She leans closer to me. “I know what it is not to know your place.”
“Sophie,” I say, “it’s cool. We’re cool. We’re good.”
She sighs, her exhale blowing the candle out.
But only for a second. It reignites itself somehow.
Sophie pushes a closed fist toward me, toward the light. She flips up her forearm. Then she slowly unbends her fingers, revealing her open palm. In it, a giant spider.
It’s got a long body, skin like black velvet. Its front legs stretch out, rest on Sophie’s index and ring fingers. Its back legs dangle off either side of her wrist.
“Shit,” I say, pushing my chair back away from the table, away from her.
“I meant to help,” she says as the spider crawls up her arm, settling on her shoulder. “I wanted to make things better for you.”
“Sophie,” I say. I feel disconnected from my body, weightless in this strange reality. I move to stand.
“No,” she says. “Sit down.”
There’s a pressure on my shoulders, like two strong hands are there wrestling me back down. I collapse into the chair like a rag doll.
“Please,” she says. “Do you understand what I’m trying to tell you?”
“Sophie,” I say, “I’m sorry, but you’re freaking me out.”
“Hold on,” she says. The spider stirs. It disappears behind her back. A few seconds later, the light above the table comes on. I look over and see the spider on the wall near the switch.
“What the fuck?” I mutter in spite of myself. “What the fuck? What the fuck . . . ?”
“I thought you liked spiders,” she says.
I don’t know what to say. I don’t know what’s happening.
“Do you understand?” she asks. “I would never hurt you. Never. I don’t like to hurt anyone. Well, unless they deserve it.”
“I don’t understand,” I say. “I don’t know what you’re trying to tell me.”
“I’m not telling you, darling. I’m showing you. This is who I am,” she says. “What I am.”
“What?”
She shakes her head. “Does it matter to you? If I’m . . . different?”
“Different from what, Sophie? Different how?”
“There are many misconceptions,” she says. “I won’t say the word.”
In the light, I can clearly see her vulnerability, same as the other day in the diner. The way she leans, the wideness of her eyes, the straight line of her mouth—it’s all desperation. She’s not a threat to me. She’s pleading with me.
“The boy is fine,” she says. “He won’t bother you anymore. Maybe it was a bit theatrical. But he was rotten.”
The disconnect returns, the weightlessness. Like I’m on the steep drop of a roller coaster.
“I’m sorry,” I say, a nervous laughter escaping from somewhere inside me. “I don’t understand what’s happening.”
“I cursed him,” she says. “For you. I cursed them all. They won’t bother you anymore. They’ll be good students.”
“What do you mean, you cursed them?”
She takes a deep breath and smooths her hair.
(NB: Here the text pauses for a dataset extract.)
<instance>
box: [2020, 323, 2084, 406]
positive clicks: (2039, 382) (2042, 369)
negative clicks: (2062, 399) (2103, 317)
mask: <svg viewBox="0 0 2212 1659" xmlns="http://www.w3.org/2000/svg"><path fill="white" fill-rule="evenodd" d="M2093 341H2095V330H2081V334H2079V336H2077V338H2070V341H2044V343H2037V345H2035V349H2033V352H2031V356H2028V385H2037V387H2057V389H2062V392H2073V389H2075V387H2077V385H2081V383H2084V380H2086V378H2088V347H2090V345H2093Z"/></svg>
Then she says, “If you keep asking these questions, I will answer them. But before you do, search yourself to see if you already know. Or if you even really want to.”
All I want is to be out of this moment, out of this deeply unsettling conversation. I want fun Sophie to come back. I want to eat chicken and drink rum and forget about my problems. The last thing I want is any new ones. I have more than enough already.
I’ll concede there is something dark going on here. I wasn’t wrong to entertain the idea of the supernatural.
I hear the echo of Sam’s voice in my head, his response when I told him about the spider. He said, That’s not possible.
But it happened. It wasn’t just possible; it happened. I saw it. I witnessed it.
Things are possible. All kinds of things.
The spider is in Sophie’s lap, and she’s stroking its head with her pinkie.
All kinds of strange, crazy, fucked-up, incredible things.
“Now,” she says, “are you hungry? Should I put the chicken in?”
“Uh, yeah. Sure.”
“I just need to warm him. He’s already cooked,” she says, turning the oven on. “Don’t worry. Won’t be dry.”
“Yeah,” I say. “That’s not really worrying me right now. With what just happened. Not worried about dry chicken.”